Przed tym spotkaniem w szeregach obu ekip czuje się wielkie napięcie. Jest to arcyważny pojedynek dla kibiców oraz samych zawodników. Goście wracają na dobre tory po pokonaniu Polpharmy Starogard Gdański, lecz kołobrzeżanie również są bardzo groźni i nie należy ich lekceważyć. Koszykarze obiecują, że emocji na pewno nie zabraknie.

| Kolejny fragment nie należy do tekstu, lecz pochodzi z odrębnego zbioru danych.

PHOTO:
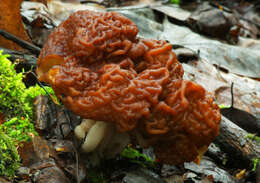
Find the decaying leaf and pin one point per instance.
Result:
(11, 21)
(41, 1)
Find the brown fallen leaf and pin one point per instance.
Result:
(41, 1)
(11, 21)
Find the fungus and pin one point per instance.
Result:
(127, 86)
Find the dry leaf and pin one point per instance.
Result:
(11, 21)
(41, 1)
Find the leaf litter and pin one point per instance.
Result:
(205, 61)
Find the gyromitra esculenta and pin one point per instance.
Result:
(103, 72)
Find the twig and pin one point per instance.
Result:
(24, 44)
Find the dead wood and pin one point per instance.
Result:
(235, 142)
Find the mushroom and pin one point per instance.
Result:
(126, 86)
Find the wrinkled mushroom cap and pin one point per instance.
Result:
(102, 71)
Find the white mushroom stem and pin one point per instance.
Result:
(94, 136)
(81, 130)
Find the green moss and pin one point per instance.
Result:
(175, 1)
(136, 157)
(255, 162)
(9, 157)
(16, 104)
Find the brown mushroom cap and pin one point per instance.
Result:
(102, 71)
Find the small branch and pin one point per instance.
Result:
(24, 44)
(233, 141)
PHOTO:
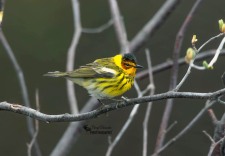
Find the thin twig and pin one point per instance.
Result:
(99, 29)
(168, 64)
(34, 138)
(218, 51)
(71, 56)
(119, 26)
(149, 107)
(126, 125)
(187, 127)
(174, 75)
(154, 23)
(213, 116)
(213, 143)
(72, 133)
(23, 87)
(208, 41)
(171, 126)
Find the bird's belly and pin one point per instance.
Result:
(106, 88)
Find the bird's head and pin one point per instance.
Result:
(128, 63)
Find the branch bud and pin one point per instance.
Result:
(221, 26)
(190, 55)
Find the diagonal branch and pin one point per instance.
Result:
(141, 38)
(106, 108)
(174, 75)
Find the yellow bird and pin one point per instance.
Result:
(105, 78)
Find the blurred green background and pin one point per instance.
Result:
(40, 32)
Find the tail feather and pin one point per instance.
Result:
(56, 74)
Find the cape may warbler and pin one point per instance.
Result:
(105, 78)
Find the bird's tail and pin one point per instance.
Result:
(56, 74)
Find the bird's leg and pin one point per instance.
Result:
(125, 99)
(101, 102)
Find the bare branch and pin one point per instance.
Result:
(174, 73)
(141, 38)
(149, 107)
(187, 128)
(127, 123)
(71, 56)
(99, 29)
(23, 87)
(30, 145)
(119, 26)
(107, 108)
(168, 64)
(213, 116)
(72, 132)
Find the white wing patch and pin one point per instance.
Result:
(108, 70)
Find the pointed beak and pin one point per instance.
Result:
(138, 66)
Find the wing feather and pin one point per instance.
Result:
(101, 68)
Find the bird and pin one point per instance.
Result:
(105, 78)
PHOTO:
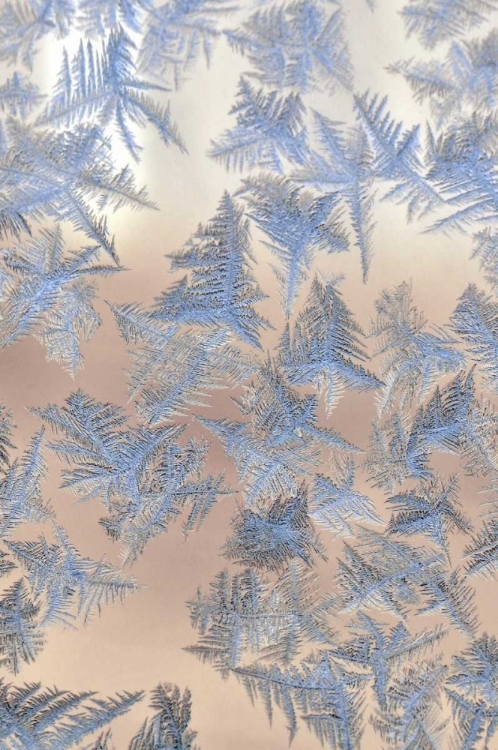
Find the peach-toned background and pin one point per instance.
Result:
(136, 644)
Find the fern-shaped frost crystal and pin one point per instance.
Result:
(298, 224)
(269, 131)
(222, 291)
(297, 45)
(103, 86)
(324, 347)
(49, 294)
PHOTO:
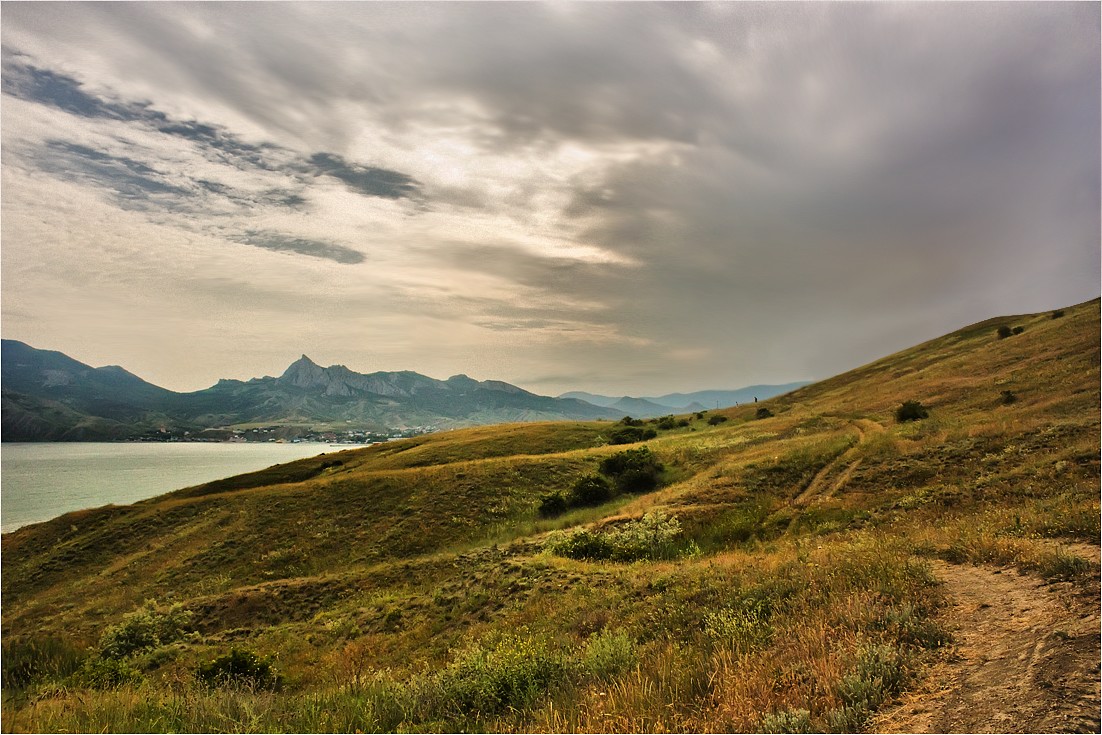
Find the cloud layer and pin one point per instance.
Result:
(635, 198)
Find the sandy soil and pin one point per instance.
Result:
(1025, 659)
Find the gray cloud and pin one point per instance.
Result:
(365, 180)
(301, 246)
(788, 188)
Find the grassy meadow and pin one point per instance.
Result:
(763, 568)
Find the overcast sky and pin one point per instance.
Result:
(625, 198)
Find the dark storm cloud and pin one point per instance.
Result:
(301, 246)
(46, 87)
(158, 186)
(134, 184)
(796, 186)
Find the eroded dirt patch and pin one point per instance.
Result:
(1025, 659)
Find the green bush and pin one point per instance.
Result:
(99, 672)
(239, 669)
(552, 505)
(498, 676)
(634, 471)
(743, 628)
(787, 721)
(581, 543)
(630, 435)
(591, 490)
(607, 655)
(25, 661)
(144, 629)
(879, 673)
(656, 536)
(911, 411)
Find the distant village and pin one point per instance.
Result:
(283, 434)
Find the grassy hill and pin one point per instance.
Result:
(780, 576)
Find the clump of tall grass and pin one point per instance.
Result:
(656, 536)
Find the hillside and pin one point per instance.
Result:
(822, 569)
(50, 397)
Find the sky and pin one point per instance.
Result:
(627, 198)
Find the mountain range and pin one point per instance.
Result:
(47, 396)
(683, 402)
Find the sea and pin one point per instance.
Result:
(44, 479)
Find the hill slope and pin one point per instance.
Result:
(416, 585)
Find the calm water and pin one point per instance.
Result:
(43, 481)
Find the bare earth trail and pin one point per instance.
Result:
(1025, 658)
(814, 488)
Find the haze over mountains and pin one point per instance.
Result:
(47, 396)
(684, 402)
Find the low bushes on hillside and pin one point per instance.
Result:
(239, 669)
(911, 411)
(144, 629)
(631, 471)
(656, 536)
(630, 435)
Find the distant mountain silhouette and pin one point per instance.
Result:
(647, 407)
(47, 396)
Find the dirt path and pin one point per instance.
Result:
(814, 489)
(1025, 659)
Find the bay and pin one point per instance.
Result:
(42, 481)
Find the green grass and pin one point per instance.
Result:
(413, 586)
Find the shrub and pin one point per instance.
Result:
(787, 721)
(144, 629)
(879, 673)
(552, 505)
(107, 673)
(631, 434)
(607, 655)
(634, 471)
(667, 422)
(581, 543)
(25, 661)
(656, 536)
(911, 411)
(498, 676)
(744, 628)
(591, 490)
(239, 669)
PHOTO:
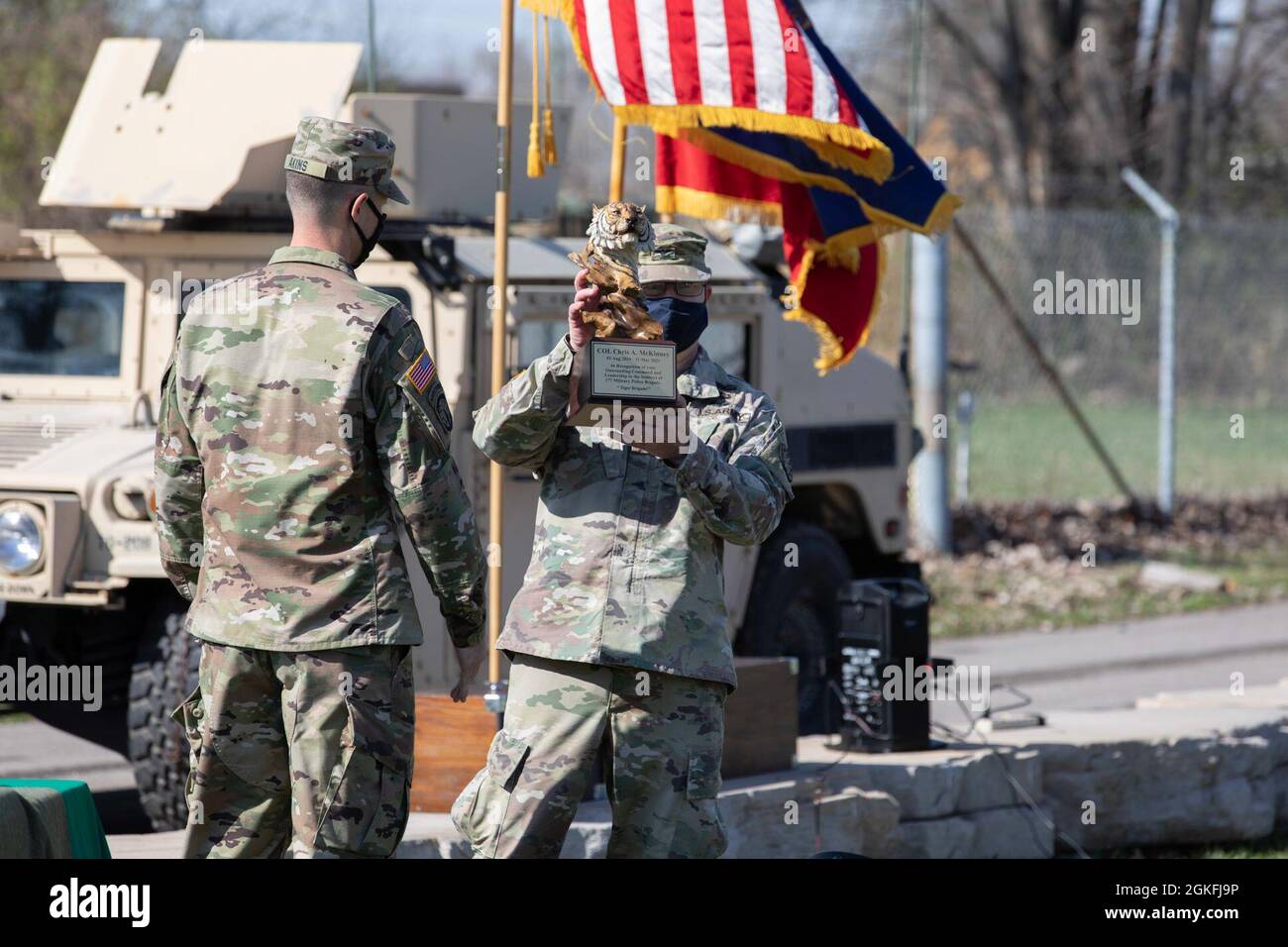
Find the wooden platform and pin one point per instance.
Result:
(451, 746)
(760, 733)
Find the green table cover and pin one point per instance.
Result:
(50, 818)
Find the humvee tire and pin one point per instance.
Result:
(793, 612)
(165, 673)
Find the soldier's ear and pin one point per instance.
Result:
(356, 208)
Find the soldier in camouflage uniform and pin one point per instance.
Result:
(618, 637)
(301, 428)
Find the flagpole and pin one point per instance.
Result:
(494, 698)
(617, 170)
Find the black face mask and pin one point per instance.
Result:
(682, 321)
(369, 244)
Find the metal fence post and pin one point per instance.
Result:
(930, 390)
(1168, 221)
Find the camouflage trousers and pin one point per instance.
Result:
(299, 754)
(662, 740)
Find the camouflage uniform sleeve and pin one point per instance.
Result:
(412, 436)
(741, 499)
(516, 427)
(180, 484)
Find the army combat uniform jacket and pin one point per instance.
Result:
(301, 420)
(627, 552)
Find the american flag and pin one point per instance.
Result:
(421, 371)
(741, 63)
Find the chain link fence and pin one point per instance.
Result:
(1087, 283)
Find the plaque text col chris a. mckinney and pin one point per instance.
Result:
(631, 371)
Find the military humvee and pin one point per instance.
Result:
(88, 321)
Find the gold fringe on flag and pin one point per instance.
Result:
(550, 154)
(831, 355)
(535, 167)
(875, 161)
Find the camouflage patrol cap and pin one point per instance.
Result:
(351, 154)
(678, 256)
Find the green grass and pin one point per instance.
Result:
(1035, 451)
(967, 600)
(9, 715)
(1271, 847)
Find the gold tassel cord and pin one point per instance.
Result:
(550, 153)
(535, 166)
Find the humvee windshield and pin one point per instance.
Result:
(54, 328)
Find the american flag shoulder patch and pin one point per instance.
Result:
(421, 372)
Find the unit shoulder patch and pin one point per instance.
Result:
(421, 371)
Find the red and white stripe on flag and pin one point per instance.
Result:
(746, 63)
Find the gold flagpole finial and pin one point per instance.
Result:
(535, 147)
(550, 154)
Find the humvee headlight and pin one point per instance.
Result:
(22, 544)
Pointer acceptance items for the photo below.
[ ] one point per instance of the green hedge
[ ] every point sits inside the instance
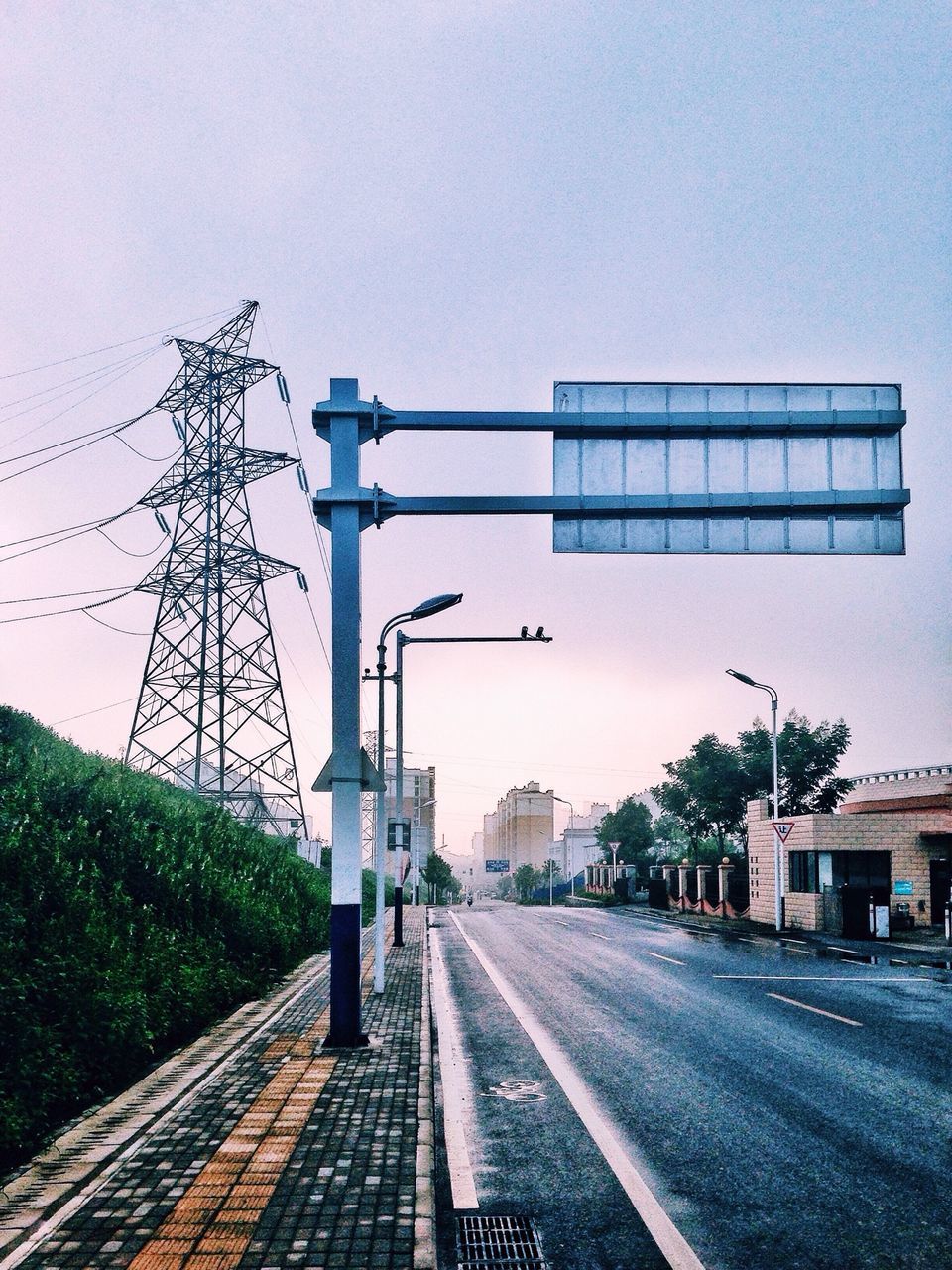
(132, 915)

- Derby z Koszalinem to zawsze wielkie wydarzenie - mówi podekscytowany Łukasz Wichniarz. - W zasadzie już od początku tygodnia w klubie i mieście czuje się "podwyższoną temperaturę" związaną z tym spotkaniem. Dowodem są bilety, które można powiedzieć, że sprzedają się jak świeże bułeczki, więc frekwencja jak zawsze dopiszę. Wszyscy zdajemy sobie sprawę, ile ten pojedynek znaczy dla kibiców i na pewno postaramy się ich nie zawieść, lecz jeśli chodzi o Koszalin, to musimy pamiętać, że jest to brązowy medalista z poprzedniego sezonu - podkreśla skrzydłowy.
Gospodarze przystąpią jednak do tego pojedynku w niezbyt dobrych nastrojach. Ubiegłotygodniowy mecz Kotwicy z Treflem był prawdopodobnie najgorszym występem Czarodziejów z Wydm w tym sezonie. W drużynie drzemie jednak ogromna chęć rehabilitacji za ten fatalny występ.
- Wniosek po tym meczu jest taki, że nie możemy grać indywidualnie, a w pierwszej połowie tak to właśnie wyglądało - analizuje doświadczony koszykarz. - Generalnie chcemy o tym spotkaniu jak najszybciej zapomnieć i nie wypowiadać się na ten temat, teraz liczy się już tylko kolejny mecz - kończy.